Solution 3: A cleaner API than solution 2, but GHC still doesn't support it
Users start a manager thread by calling initBTChanCollector, which will monitor a set of these dummy TVars (from solution 2) and do the needed clean-up. Basically, it shoves the IO into another thread that knows what to do via a global (unsafePerformIOed) TVar. Things work basically like solution 2, but the creation of BTChan's can still be STM. Failure to run initBTChanCollector would result in an ever-growing list (space leak) of tasks as the process runs.

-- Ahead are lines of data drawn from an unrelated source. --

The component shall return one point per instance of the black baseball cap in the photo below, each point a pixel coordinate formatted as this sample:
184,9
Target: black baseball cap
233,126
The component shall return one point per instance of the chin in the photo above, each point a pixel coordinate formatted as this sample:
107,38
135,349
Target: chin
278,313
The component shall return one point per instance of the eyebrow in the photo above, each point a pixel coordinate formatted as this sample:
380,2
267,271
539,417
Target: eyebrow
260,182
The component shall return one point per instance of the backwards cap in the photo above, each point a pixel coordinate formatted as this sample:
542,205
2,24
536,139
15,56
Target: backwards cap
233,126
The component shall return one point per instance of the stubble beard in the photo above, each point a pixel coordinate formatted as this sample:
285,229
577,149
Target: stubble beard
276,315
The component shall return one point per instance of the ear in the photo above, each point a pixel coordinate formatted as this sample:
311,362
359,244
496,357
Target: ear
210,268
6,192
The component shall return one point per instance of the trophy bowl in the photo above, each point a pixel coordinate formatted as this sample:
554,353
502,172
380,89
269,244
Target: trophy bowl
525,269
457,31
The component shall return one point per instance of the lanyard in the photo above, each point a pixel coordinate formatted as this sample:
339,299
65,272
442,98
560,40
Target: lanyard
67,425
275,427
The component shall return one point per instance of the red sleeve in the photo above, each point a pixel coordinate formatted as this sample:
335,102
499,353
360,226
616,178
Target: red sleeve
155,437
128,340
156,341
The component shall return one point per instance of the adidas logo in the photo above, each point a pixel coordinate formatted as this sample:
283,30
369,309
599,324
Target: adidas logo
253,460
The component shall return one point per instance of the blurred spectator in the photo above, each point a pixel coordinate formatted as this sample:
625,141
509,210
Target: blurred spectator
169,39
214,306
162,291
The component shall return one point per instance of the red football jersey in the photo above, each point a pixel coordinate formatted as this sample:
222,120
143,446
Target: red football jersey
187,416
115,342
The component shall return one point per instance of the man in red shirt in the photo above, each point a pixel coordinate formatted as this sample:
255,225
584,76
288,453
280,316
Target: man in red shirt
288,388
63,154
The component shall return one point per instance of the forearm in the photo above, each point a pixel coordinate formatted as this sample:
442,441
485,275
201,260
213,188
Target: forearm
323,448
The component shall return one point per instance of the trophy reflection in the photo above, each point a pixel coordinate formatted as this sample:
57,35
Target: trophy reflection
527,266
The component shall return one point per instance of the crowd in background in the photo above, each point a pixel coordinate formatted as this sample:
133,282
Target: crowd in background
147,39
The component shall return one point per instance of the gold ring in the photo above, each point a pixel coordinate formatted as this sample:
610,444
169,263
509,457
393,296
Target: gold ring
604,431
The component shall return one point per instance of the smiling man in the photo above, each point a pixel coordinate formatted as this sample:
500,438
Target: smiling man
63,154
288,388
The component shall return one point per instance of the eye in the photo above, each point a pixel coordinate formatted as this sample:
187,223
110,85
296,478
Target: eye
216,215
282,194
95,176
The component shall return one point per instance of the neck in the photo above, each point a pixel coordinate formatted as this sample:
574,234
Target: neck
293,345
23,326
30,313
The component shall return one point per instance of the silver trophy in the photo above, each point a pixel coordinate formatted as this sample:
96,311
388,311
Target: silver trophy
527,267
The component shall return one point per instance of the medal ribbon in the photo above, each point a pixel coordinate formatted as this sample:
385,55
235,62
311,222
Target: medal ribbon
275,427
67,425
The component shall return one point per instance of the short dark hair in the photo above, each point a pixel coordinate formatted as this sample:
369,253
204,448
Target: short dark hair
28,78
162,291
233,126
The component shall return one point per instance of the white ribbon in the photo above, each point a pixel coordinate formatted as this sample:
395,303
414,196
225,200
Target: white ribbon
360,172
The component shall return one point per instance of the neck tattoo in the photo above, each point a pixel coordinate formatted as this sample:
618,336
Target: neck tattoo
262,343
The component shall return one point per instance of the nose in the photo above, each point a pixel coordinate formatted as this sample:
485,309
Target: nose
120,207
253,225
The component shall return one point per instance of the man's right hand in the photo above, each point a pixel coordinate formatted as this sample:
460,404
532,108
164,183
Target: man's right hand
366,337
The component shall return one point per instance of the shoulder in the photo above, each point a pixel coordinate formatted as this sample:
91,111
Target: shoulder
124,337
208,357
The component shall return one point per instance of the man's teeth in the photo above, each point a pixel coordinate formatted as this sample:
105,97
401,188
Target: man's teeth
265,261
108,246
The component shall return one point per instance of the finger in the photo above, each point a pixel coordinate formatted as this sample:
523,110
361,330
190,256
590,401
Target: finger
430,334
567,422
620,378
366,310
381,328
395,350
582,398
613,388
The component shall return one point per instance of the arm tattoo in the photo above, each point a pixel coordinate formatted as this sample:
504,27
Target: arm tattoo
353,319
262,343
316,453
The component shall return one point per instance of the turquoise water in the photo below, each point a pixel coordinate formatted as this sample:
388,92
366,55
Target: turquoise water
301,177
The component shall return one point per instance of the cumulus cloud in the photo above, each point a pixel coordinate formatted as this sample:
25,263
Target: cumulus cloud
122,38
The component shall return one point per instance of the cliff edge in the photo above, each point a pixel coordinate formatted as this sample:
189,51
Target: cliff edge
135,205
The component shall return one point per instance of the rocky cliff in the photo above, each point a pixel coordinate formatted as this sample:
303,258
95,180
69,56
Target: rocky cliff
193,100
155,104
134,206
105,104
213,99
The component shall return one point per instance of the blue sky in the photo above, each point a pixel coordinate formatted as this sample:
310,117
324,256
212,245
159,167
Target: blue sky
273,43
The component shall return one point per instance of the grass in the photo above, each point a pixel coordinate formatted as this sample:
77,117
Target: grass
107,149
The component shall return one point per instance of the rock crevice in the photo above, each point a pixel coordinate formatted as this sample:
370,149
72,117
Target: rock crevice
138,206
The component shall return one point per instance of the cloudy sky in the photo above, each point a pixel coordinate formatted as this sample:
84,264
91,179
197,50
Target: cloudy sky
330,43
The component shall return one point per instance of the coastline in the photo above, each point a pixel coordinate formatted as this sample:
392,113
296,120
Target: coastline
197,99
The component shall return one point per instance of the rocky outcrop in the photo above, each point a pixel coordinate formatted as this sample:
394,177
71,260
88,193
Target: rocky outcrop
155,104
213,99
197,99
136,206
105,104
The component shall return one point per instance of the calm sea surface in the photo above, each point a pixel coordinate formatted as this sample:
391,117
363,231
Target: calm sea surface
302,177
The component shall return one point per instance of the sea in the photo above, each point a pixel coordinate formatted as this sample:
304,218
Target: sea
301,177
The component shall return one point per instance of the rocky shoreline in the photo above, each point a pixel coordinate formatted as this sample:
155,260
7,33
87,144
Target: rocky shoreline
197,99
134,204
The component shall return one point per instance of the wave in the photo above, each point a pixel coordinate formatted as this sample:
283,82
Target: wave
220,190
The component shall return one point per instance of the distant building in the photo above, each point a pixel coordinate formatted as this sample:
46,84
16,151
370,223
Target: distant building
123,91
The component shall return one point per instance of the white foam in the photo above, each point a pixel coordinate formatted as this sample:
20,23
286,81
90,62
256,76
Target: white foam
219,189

Solution 4: Never allow discarding BTChans
This is akin to ignoring the problem. If the user never drops a dupped BTChan then the issue disappears.
Solution 5
I see ezyang's answer (totally valid and appreciated), but really would like to keep the current API just with a 'dup' function.
** Solution 6**
Please tell me there's a better option.
EDIT:
I implemented solution 3 (totally untested alpha release) and handled the potential space leak by making the global itself a BTChan - that chan should probably have a capacity of 1 so forgetting to run init shows up really quick, but that's a minor change. This works in GHCi (7.0.3) but that seems to be incidental. GHC throws exceptions to both blocked threads (the valid one reading the BTChan and the watching thread) so my if you are blocked reading a BTChan when another thread discards it's reference then you die.
Here is another solution: require all accesses to the the bounded channel duplicate to be bracketed by a function that releases its resources on exit (by an exception or normally). You can use a monad with a rank-2 runner to prevent duplicated channels from leaking out. It's still manual, but the type system makes it a lot harder to do naughty things.
You really don't want to rely on true IO finalizers, because GHC gives no guarantees about when a finalizer may be run: for all you know it may wait until the end of the program before running the finalizer, which means you're deadlocked until then.